Durant ce temps, à la Société compatissante ouverte depuis neuf ans, Léonie subit les divergences d’opinions de son équipe, l’emprise des médecins arrogants et les grossièretés des clercs : « Vous êtes une dépravée devant Dieu. » De plus, Monseigneur Bourget déclare qu’il ne peut plus tolérer la présence de l’École de sagefemmes dans son diocèse. Privée de l’écoute active de son époux décédé d’une seconde attaque de choléra malgré les bons soins de Bastien, l’héroïne désespère. Selon la conjoncture des événements et malgré le retour de Flavie, peut-elle réussir à assurer la pérennité du précieux savoir ancien, transmis d’une sagefemme à l’autre ?
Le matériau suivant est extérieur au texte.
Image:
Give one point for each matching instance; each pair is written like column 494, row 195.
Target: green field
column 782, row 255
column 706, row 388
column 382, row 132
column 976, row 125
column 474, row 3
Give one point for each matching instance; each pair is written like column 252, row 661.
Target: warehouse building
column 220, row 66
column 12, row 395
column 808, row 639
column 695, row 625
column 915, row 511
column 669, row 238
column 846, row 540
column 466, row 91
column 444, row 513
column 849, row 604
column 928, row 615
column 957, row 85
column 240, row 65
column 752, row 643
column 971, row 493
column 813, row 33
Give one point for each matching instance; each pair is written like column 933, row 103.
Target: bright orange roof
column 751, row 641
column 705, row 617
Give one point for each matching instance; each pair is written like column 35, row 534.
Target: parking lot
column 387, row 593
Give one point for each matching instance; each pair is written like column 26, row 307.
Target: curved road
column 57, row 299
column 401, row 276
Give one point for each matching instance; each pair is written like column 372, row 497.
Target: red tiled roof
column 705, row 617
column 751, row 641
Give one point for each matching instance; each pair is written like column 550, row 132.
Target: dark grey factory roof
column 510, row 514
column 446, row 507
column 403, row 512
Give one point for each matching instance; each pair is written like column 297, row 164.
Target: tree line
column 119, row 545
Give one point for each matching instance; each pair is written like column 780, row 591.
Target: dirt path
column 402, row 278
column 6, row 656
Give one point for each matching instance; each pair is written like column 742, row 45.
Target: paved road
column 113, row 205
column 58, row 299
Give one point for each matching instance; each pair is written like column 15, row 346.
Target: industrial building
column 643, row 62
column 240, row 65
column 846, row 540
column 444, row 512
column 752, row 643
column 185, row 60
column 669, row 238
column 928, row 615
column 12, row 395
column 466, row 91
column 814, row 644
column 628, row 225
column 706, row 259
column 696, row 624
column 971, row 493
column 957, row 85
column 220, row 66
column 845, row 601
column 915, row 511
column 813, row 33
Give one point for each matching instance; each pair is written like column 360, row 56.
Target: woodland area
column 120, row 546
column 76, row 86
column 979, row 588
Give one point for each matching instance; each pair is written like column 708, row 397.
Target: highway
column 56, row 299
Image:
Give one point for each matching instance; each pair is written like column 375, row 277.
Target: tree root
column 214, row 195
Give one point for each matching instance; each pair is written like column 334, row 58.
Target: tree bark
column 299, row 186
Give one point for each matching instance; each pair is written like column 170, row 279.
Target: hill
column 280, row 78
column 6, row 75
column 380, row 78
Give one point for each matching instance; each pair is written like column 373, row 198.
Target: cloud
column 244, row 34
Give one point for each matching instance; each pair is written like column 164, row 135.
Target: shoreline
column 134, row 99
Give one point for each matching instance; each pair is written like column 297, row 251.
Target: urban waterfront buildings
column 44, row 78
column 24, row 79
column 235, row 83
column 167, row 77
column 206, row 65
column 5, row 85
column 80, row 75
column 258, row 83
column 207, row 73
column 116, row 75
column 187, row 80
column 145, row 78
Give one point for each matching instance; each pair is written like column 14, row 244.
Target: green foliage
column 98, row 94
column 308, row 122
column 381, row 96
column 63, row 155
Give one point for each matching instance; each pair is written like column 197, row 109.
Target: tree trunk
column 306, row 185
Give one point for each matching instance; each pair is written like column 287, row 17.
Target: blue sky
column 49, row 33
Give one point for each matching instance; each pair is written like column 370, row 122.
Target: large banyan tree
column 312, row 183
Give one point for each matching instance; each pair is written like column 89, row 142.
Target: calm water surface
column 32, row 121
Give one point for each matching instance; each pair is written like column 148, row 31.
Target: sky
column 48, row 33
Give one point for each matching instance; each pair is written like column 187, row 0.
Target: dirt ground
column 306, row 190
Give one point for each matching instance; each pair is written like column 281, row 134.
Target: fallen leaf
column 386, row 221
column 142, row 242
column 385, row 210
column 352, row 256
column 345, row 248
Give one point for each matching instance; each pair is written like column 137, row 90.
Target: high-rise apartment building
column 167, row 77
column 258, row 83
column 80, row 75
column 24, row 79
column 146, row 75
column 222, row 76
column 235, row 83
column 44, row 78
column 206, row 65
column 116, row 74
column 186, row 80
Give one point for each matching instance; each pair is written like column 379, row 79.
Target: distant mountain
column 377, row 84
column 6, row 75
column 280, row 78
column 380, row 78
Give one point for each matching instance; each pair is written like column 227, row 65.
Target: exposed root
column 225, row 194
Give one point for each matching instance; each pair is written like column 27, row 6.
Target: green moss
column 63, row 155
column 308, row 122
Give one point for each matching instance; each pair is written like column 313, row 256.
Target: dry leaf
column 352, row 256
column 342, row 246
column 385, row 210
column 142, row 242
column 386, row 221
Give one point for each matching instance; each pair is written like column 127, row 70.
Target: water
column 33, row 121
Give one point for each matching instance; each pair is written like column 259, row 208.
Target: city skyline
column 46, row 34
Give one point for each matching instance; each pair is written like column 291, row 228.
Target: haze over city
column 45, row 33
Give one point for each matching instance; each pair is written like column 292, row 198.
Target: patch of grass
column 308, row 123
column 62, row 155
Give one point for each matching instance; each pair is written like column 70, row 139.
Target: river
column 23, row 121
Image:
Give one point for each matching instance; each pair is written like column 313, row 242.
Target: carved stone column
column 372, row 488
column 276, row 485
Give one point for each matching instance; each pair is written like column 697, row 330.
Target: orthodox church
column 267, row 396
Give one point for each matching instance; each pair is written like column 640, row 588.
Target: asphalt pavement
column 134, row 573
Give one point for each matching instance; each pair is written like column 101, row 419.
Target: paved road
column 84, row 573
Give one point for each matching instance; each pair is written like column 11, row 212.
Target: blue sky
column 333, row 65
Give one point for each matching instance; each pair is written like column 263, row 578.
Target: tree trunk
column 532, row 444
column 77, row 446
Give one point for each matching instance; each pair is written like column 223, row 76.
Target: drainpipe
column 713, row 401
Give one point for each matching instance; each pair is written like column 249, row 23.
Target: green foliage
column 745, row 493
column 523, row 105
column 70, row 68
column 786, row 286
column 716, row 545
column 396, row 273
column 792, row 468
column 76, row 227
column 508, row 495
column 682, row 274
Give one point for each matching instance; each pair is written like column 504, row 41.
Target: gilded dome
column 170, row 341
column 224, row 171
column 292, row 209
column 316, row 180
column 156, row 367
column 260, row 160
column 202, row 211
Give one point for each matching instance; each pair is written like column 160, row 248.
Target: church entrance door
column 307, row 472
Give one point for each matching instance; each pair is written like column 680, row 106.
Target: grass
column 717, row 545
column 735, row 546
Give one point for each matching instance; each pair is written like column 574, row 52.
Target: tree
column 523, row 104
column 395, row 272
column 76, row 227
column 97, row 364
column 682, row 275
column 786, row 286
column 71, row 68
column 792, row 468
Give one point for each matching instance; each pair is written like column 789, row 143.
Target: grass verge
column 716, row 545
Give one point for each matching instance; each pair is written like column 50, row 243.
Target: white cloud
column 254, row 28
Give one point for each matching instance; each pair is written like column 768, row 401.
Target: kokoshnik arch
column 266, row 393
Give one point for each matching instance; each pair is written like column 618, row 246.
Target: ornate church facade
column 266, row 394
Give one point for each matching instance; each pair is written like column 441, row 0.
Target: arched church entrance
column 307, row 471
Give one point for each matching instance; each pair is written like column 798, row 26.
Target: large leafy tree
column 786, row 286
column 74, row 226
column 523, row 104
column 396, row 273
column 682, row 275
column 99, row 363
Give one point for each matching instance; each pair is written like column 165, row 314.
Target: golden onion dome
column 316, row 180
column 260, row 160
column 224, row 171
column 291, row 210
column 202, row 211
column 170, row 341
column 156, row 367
Le couple Flavie et Bastien comble le vide à la maison des Montreuil en érigeant leurs bureaux dans l’ancienne école de Simon, le conjoint de Léonie. Flavie, ayant été initiée par son mari médecin à l’utilisation des forceps, devient officiellement, par contrat, son assistante spécialisée en obstétrique ainsi que la risée des grands de la médecine. Ces derniers veulent rédiger un code de déontologie afin de réduire le champ de manœuvre des sagefemmes. De plus, Bastien doit démentir les rumeurs de ses collègues qui laissent croire que son épouse aurait été engrossée par le fondateur de l’Association d’Oneida.
Troublante est la dernière confidence de Flavie à Bastien à la fin de la trilogie : « Je te jure, je porte malheur ». Elle éveille tout un champ de réflexions féministes. Cet élan de regret après tant de luttes pour instaurer l’égalité entre hommes et femmes démontre la difficulté de se soustraire à l’opinion publique d’une société misogyne qui maintient le « sexe faible » sous la domination du « sexe fort ».
Avec Les accoucheuses, Anne-Marie Sicotte offre à ses lectrices ou à ses lecteurs, 2 386 pages de lecture attrayante, enrichissante et savoureuse pour les vacances 2010. Plusieurs se laisseront prendre par ses fabuleuses descriptions qui selon les contextes de la saga se parent de détails, de passion et de vraisemblance.
Avis à toutes les personnes qui militent encore aujourd’hui pour la reconnaissance de l’invasion féminine dans toutes les professions. Elles retrouveront dans Les accoucheuses les aléas des divers mouvements de leurs luttes.
Les sagefemmes d’aujourd’hui liront avec émotion les expériences des deux protagonistes de la fiction ainsi que toutes les personnes qui ont milité contre la médicalisation à outrance de l’accouchement en exigeant la légalisation de la pratique au Québec, lors des dernières décennies du XXe siècle. Des couples, ayant bénéficié de l’art de mettre au monde un enfant avec des rapports de tendresse dans les maisons de naissance, s’intéresseront sûrement à l’œuvre d’Anne-Marie Sicotte.
Lire Anne-Marie Sicotte ! Des heures de plaisir !
1. SICOTTE, Anne-Marie. Les accoucheuses. Tome I : La fierté, 780 p. (2006). Tome II : La révolte, 756 p. (2007) et Tome III, La déroute, 850 p. (2008). Montréal, VLB éditeur, collection « Roman ».